Agora, em 2023, o cenário é outro. O volume de títulos negociados no mercado secundário superou, até setembro, o de todo o ano de 2022, segundo dados mais recentes da Associação Brasileira das Entidades dos Mercados Financeiro e de Capitais (Anbima). Foram movimentados nos nove primeiros meses do ano R$ 314,8 bilhões, ante os R$ 275,3 bilhões registrados no ano passado inteiro. O número de negociações aumentou 60%, na mesma base de comparação.
A liquidez do secundário ainda não pode ser considerada alta, mas houve uma melhora substancial nos últimos anos. “O Brasil ainda está longe dos Estados Unidos e da Europa, mas foi se aproximando da liquidez desses mercados”, afirma Daniel Palaia, gestor de fundos de crédito da Schroders Investments.
O avanço visto nos últimos anos é resultado de alguns fatores, como o aumento dos participantes desse mercado.

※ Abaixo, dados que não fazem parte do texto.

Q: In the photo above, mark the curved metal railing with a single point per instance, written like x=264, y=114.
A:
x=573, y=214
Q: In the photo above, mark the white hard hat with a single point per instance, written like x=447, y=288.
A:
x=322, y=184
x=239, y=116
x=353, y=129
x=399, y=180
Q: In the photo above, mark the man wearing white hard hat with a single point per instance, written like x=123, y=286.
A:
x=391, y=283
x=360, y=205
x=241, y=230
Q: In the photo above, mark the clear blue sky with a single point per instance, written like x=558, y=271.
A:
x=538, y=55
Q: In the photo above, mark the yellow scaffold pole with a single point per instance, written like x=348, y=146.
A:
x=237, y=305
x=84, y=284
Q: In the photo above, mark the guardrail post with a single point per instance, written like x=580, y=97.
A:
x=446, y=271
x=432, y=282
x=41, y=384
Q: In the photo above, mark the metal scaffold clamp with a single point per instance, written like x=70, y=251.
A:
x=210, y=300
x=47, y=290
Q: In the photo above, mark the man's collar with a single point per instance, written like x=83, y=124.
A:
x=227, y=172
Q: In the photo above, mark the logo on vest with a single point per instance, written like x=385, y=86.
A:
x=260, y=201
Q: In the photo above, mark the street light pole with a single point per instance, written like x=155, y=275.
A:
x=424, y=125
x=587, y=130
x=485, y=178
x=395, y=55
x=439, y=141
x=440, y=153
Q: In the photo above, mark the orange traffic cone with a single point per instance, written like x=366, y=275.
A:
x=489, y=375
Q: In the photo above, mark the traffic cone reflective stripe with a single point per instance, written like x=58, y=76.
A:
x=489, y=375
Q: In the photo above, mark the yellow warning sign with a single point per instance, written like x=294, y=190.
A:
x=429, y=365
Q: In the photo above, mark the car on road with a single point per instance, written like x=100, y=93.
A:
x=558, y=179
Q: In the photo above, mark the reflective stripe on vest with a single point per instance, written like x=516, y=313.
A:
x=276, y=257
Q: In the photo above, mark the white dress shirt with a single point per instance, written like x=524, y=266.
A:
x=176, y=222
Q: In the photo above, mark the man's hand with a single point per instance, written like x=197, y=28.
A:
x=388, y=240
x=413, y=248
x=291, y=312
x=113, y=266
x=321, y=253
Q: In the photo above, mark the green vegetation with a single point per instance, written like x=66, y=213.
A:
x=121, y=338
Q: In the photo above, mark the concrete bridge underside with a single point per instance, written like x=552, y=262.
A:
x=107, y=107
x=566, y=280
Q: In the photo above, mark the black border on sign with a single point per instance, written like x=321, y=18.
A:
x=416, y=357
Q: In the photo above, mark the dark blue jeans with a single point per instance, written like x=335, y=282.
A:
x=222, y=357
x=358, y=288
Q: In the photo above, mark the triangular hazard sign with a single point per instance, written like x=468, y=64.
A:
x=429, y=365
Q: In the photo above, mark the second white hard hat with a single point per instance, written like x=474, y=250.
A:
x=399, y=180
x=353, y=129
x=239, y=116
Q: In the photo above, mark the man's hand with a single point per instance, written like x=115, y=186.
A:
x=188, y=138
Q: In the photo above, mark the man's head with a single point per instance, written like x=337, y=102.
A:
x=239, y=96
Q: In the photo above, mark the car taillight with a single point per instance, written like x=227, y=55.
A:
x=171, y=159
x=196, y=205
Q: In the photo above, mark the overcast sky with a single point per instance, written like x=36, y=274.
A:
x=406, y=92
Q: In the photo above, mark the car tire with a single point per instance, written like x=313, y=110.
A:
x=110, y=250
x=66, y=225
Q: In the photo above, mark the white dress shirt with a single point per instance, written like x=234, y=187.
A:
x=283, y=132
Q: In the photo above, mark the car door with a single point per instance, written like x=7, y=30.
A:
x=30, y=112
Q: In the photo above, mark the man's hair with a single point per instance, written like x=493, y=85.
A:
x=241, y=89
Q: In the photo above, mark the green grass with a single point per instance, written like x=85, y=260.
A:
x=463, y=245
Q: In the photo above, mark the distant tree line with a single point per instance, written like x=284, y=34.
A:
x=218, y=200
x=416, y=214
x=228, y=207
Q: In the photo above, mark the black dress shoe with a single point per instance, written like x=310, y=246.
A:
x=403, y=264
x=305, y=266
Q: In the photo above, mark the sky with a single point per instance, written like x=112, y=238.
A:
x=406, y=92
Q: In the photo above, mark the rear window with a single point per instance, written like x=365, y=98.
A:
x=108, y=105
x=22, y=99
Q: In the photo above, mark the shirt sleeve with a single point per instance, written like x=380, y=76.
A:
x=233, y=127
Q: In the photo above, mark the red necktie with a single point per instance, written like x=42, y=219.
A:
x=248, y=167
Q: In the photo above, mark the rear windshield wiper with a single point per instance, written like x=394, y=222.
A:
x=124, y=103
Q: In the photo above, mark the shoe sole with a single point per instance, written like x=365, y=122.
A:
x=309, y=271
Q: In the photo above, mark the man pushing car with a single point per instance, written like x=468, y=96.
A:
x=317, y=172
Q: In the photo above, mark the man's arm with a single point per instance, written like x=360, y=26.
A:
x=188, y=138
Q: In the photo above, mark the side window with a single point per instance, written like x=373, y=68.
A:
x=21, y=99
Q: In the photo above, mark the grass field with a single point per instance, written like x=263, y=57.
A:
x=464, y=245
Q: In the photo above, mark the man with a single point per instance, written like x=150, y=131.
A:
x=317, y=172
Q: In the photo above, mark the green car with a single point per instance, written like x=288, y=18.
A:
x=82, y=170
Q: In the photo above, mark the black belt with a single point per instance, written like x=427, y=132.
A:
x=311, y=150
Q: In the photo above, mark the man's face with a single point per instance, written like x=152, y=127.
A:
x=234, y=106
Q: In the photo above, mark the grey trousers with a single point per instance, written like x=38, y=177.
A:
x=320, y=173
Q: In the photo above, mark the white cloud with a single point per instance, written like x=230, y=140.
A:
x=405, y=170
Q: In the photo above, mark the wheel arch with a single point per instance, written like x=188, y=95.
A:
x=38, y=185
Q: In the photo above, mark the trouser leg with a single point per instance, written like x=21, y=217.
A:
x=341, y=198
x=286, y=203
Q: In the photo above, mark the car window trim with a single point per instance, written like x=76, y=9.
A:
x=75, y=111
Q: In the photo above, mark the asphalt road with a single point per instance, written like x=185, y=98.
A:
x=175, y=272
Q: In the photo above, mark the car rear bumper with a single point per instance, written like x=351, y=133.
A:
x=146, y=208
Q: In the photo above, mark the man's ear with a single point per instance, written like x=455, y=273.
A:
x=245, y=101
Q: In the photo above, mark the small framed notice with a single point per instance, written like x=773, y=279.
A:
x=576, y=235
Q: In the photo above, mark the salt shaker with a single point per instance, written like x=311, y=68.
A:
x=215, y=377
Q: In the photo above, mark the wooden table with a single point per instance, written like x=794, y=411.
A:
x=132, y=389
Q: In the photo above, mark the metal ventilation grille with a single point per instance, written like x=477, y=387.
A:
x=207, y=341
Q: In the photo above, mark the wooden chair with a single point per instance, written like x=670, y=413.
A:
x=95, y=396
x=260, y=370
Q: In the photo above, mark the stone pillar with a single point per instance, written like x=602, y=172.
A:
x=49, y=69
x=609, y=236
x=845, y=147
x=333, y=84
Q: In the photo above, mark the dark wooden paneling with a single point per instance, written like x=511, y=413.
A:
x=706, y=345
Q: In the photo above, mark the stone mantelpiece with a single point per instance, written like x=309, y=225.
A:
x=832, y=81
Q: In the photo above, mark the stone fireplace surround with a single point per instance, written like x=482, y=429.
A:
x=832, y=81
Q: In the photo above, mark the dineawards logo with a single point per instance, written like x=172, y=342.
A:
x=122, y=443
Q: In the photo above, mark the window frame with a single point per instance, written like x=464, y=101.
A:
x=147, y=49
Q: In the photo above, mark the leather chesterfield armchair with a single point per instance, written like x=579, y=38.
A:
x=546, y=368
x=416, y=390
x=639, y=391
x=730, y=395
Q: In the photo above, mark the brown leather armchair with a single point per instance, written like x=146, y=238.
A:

Com o tempo, gestoras que até então só trabalhavam com estratégias multimercado (que mescla investimentos em ações, câmbio e renda fixa) passaram a ver o crédito como uma linha de negócio que possibilitaria a expansão, diz Cristiano Cury, coordenador da comissão de renda fixa da Anbima. Muitas delas acabaram se tornando especialistas em crédito corporativo e deixando de lado outras estratégias. “Elas viram que o crédito poderia ser uma linha rentável”, afirma.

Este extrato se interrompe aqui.